HEADERS = {"Authorization": f"Bearer {API_KEY}"}


async def handle_voice(update: Update, context: ContextTypes.DEFAULT_TYPE):
    """Handle voice messages and audio files."""
    message = update.message
    if not message:
        return

    # Get the file from Telegram
    if message.voice:
        file = await message.voice.get_file()
        filename = "voice.ogg"
        content_type = "audio/ogg"
    elif message.audio:
        file = await message.audio.get_file()
        filename = message.audio.file_name or "audio.mp3"
        content_type = message.audio.mime_type or "audio/mpeg"
    elif message.document and message.document.mime_type and \
         message.document.mime_type.startswith("audio/"):
        file = await message.document.get_file()
        filename = message.document.file_name or "audio.mp3"
        content_type = message.document.mime_type
    else:
        return

    await message.reply_text("Transcribing... please wait.")

    # Download from Telegram
    with tempfile.NamedTemporaryFile(suffix=".ogg", delete=False) as tmp:
        await file.download_to_drive(tmp.name)
        file_size = os.path.getsize(tmp.name)

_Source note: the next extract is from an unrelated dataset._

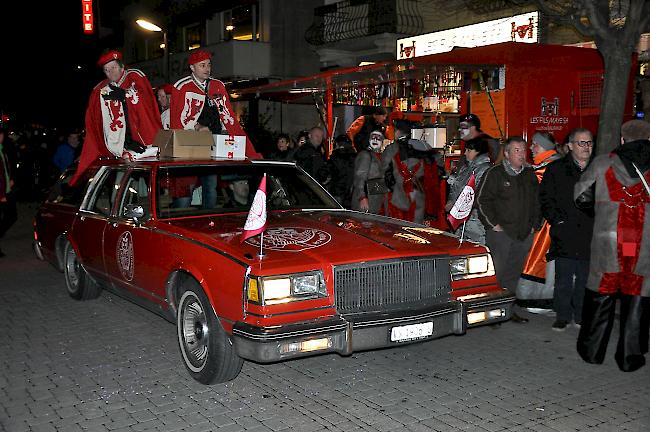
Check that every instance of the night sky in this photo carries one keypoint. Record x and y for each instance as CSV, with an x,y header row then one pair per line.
x,y
42,45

        # 1. Presign upload
        presign = requests.post(
            f"{BASE_URL}/uploads/presign",
            headers=HEADERS,
            json={
                "filename": filename,
                "content_type": content_type,
                "size_bytes": file_size,
            },
        ).json()

        # 2. Upload to Nagovori
        with open(tmp.name, "rb") as audio:
            requests.put(
                presign["upload_url"],
                data=audio,
                headers={"Content-Type": content_type},
            )

    os.unlink(tmp.name)

    # 3. Create transcription
    job = requests.post(
        f"{BASE_URL}/transcriptions",
        headers=HEADERS,
        json={
            "object_key": presign["object_key"],
            "filename": filename,
            "content_type": content_type,
            "size_bytes": file_size,
            "language": "auto",
        },
    ).json()

    # 4. Poll for result
    while job["status"] in ("queued", "processing"):
        time.sleep(2)
        job = requests.get(
            f"{BASE_URL}/transcriptions/{job['id']}",
            headers=HEADERS,
        ).json()

    if job["status"] == "completed":
        text = job["transcript_text"]
        # Telegram messages have a 4096 character limit
        for i in range(0, len(text), 4000):
            await message.reply_text(text[i:i + 4000])
    else:
        error = job.get("error_message", "Unknown error")
        await message.reply_text(f"Transcription failed: {error}")


def main():
    app = Application.builder().token(TELEGRAM_TOKEN).build()
    app.add_handler(MessageHandler(
        filters.VOICE | filters.AUDIO | filters.Document.AUDIO,
        handle_voice,
    ))
    print("Bot started. Listening for voice messages...")
    app.run_polling()


if __name__ == "__main__":
    main()

Running

python bot.py

Send a voice message to your bot — it will reply with the transcribed text within seconds.

Deployment

For production, consider:

  • Webhooks instead of polling for lower latency
  • Async polling with asyncio instead of time.sleep
  • Error handling with retry logic for API failures
  • Docker container for easy deployment

Docker Example

FROM python:3.12-slim
WORKDIR /app
COPY requirements.txt .
RUN pip install -r requirements.txt
COPY bot.py .
CMD ["python", "bot.py"]

Extending the Bot

Ideas for improvements:

  • Add /lang command to set preferred language
  • Support video messages (extract audio track)
  • Add /summary command to use AI postprocessing
  • Store transcription history in a database
  • Add inline mode for transcribing forwarded voice messages

Cost

Each voice message uses your Nagovori minute balance. A typical 1-minute voice message uses 1 minute from your balance. Check your remaining minutes in the Profile.